Our return to the travel narration next takes us to an extremely important event, but one to which Nephi pays little attention; the marriages between those traveling together.
Zoram marries the eldest of the five daughters of Ishmael, and may therefore be presumed to be older than the sons of Lehi (Hugh Nibley, Teachings of the Book of Mormon, Semester 1, p.211).
As for the marriages between Ishamael's daughters and Lehi's sons, Nibley suggests that these intermarriages might be following established custom: "Lehi himself is of Manasseh. The rule among these people is that you must marry your bint amm, paternal uncle. Every girl must marry the brother of her father. It's very likely that Lehi and Ishmael were brothers because they were both of the tribe of Manasseh. Manasseh was the desert tribe (Hugh Nibley, Teachings of the Book of Mormon, Semester 1, p.167.)

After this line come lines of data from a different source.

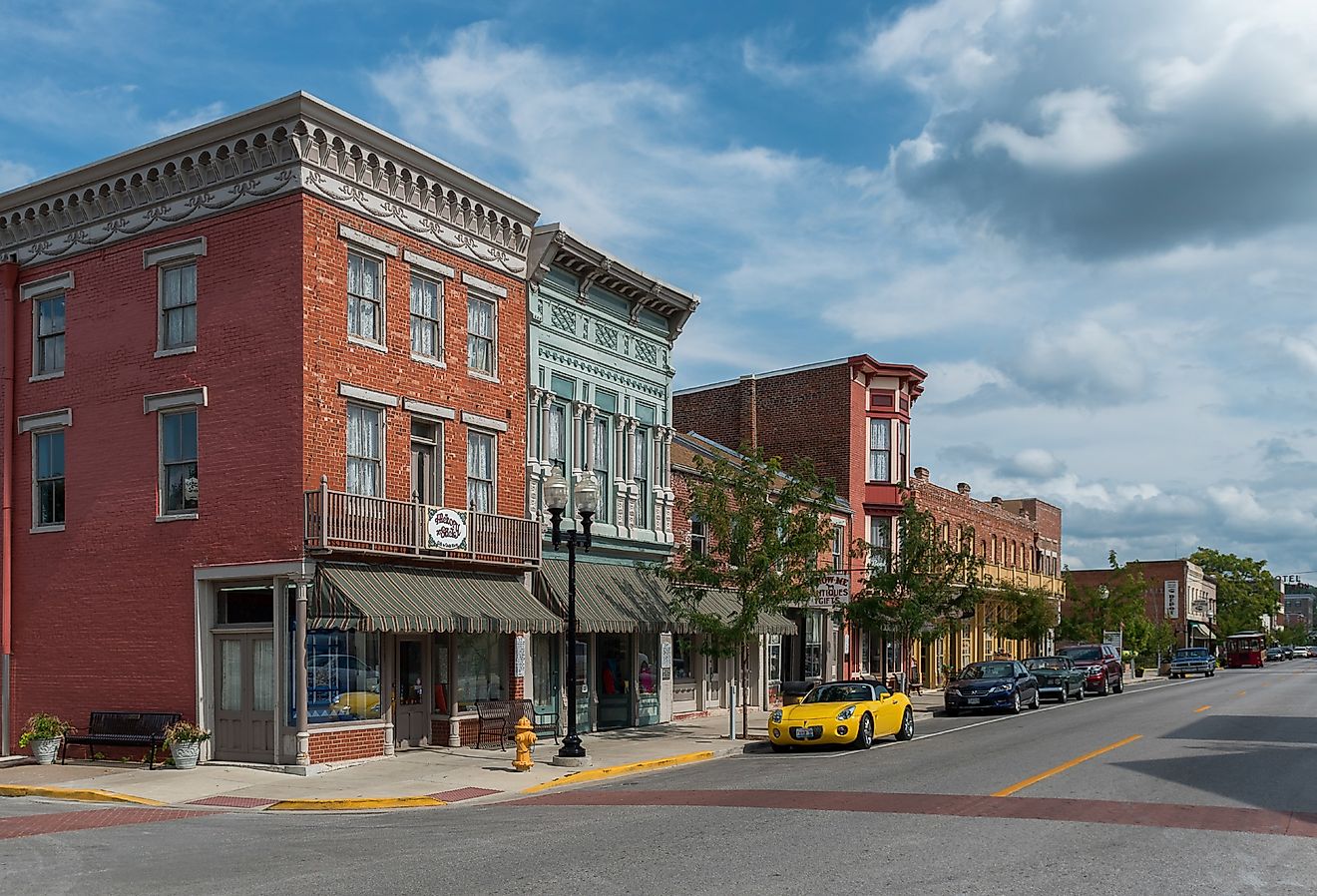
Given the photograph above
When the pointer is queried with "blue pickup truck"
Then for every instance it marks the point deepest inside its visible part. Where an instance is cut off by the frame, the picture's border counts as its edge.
(1192, 661)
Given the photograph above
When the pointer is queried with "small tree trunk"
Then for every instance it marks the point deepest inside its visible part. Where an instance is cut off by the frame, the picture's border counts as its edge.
(744, 674)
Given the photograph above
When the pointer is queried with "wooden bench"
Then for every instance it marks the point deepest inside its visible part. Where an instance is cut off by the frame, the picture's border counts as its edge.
(123, 730)
(498, 718)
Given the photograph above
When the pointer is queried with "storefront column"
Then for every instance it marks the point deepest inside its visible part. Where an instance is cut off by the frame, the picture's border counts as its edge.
(299, 672)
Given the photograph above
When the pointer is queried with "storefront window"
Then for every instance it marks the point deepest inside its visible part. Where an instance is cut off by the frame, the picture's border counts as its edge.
(342, 676)
(441, 665)
(682, 659)
(481, 667)
(814, 645)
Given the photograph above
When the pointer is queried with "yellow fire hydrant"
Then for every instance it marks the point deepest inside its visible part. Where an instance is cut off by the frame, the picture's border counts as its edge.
(525, 739)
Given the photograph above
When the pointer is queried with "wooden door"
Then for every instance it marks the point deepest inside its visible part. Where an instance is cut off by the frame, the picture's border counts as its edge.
(245, 685)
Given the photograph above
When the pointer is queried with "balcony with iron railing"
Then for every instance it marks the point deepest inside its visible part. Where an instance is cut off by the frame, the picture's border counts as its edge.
(337, 521)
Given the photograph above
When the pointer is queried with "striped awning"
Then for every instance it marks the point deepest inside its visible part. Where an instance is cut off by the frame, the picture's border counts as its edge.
(625, 597)
(612, 597)
(371, 597)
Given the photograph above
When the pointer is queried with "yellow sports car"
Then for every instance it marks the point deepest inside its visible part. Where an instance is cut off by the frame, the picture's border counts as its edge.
(842, 711)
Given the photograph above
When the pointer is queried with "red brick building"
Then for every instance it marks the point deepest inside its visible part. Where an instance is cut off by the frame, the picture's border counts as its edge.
(1020, 542)
(852, 418)
(1179, 593)
(266, 377)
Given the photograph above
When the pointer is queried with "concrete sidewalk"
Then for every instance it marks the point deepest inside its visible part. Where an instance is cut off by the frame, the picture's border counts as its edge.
(428, 776)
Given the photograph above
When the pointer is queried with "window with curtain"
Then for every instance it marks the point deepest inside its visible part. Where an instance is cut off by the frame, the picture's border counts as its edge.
(49, 451)
(365, 451)
(480, 471)
(642, 480)
(481, 328)
(427, 327)
(49, 313)
(602, 475)
(178, 307)
(178, 463)
(365, 298)
(880, 543)
(880, 449)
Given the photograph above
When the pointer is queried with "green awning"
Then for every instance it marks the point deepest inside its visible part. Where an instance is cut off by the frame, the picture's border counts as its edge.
(625, 597)
(612, 597)
(371, 597)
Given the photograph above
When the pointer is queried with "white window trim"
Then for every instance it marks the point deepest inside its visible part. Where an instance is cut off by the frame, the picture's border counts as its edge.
(176, 399)
(466, 461)
(169, 410)
(382, 411)
(473, 372)
(367, 395)
(38, 296)
(484, 422)
(172, 251)
(38, 424)
(161, 352)
(382, 317)
(439, 320)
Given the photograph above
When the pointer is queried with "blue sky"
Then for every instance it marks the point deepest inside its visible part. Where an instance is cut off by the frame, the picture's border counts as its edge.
(1091, 223)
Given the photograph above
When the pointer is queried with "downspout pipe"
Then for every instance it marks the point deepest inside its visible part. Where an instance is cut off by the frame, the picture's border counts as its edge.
(9, 296)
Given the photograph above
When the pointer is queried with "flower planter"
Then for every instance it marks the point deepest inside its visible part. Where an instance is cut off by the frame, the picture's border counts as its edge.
(45, 750)
(186, 752)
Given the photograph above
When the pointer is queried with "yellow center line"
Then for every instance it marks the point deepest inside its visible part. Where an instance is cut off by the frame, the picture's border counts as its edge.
(1028, 781)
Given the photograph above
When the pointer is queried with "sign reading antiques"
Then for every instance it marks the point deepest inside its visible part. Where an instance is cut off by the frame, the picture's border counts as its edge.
(444, 529)
(834, 592)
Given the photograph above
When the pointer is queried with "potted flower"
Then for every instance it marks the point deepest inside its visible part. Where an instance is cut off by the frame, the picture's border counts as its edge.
(44, 731)
(185, 743)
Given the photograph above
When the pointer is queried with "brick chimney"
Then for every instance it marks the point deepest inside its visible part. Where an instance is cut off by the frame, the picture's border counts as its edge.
(748, 410)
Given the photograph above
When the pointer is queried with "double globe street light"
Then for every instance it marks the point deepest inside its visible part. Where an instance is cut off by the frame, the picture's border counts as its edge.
(587, 500)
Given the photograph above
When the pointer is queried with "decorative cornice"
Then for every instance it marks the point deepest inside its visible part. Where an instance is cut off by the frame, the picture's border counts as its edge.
(292, 144)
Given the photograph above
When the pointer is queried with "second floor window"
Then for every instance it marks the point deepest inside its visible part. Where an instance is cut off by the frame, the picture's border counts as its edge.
(880, 449)
(365, 451)
(365, 298)
(427, 331)
(49, 475)
(178, 463)
(643, 477)
(49, 350)
(178, 307)
(480, 472)
(481, 327)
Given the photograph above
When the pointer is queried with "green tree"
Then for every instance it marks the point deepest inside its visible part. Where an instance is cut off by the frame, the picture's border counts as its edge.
(923, 586)
(1028, 613)
(1095, 609)
(765, 533)
(1246, 591)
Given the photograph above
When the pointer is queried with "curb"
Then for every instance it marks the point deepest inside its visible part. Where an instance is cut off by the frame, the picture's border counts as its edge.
(77, 794)
(354, 805)
(613, 771)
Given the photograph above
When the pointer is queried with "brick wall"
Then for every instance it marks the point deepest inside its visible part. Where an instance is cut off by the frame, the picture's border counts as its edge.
(330, 358)
(103, 613)
(345, 744)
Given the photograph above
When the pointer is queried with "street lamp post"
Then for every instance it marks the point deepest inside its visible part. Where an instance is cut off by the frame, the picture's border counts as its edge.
(587, 502)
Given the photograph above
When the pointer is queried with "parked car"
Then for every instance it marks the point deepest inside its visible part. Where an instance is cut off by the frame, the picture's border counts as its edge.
(995, 684)
(1101, 665)
(847, 713)
(1057, 677)
(1192, 661)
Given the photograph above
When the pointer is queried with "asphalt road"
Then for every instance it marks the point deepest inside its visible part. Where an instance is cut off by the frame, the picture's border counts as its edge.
(1206, 785)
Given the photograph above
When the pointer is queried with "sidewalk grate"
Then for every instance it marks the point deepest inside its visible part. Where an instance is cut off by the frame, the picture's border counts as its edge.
(462, 793)
(233, 801)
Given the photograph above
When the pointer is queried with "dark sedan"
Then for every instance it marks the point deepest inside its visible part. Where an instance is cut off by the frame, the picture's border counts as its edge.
(997, 684)
(1058, 676)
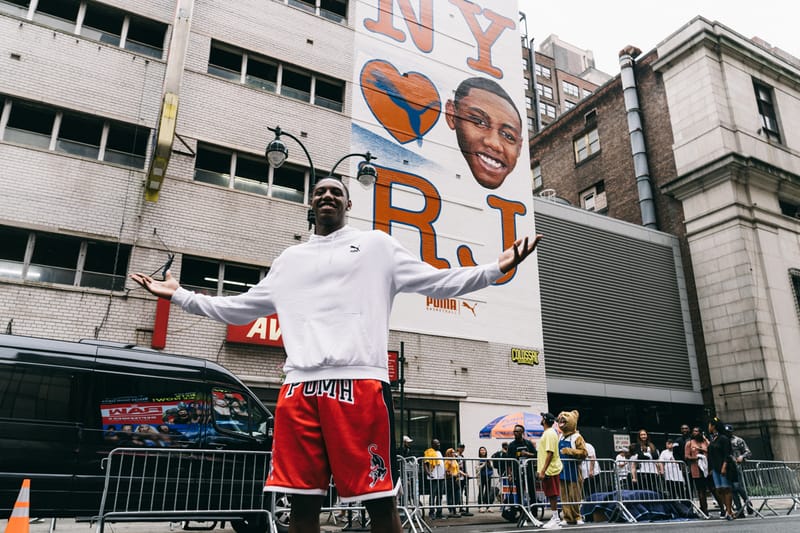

The suggestion that they were brothers of the same tribe does not fit, however, with the statement of Elder Erastus Snow:
"The Prophet Joseph informed us that the record of Lehi, was contained on the 116 pages that were first translated and subsequently stolen, and of which an abridgement is given us in the first Book of Nephi, which is the record of Nephi individually, he himself being of the lineage of Manasseh; but that Ishmael was of the lineage of Ephraim, and that his sons married into Lehi's family, and Lehi's sons married Ishmael's daughters, thus fulfilling the words of Jacob upon Ephraim and Manasseh in the 48th chapter of Genesis, which says: "And let my name be named on them, and the name of my fathers Abraham and Isaac; and let them grow into a multitude in the midst of the land" (Journal of Discourses, Vol.23, p.182 - p.183 - p.184, Erastus Snow, May 6, 1882).
The known makeup of the group traveling together at this time consists of Lehi and Sariah, Ishmael and his wife, the two sons and five daughters of Ishmael, the four sons of Lehi, and Zoram. With the marriages indicated here, we have the four sons of Lehi married to four of the daughters of Ishmael, and the fifth as the bride of Zoram. The sons of Ishmael were already married and brought their families with them (1 Nephi 7:6).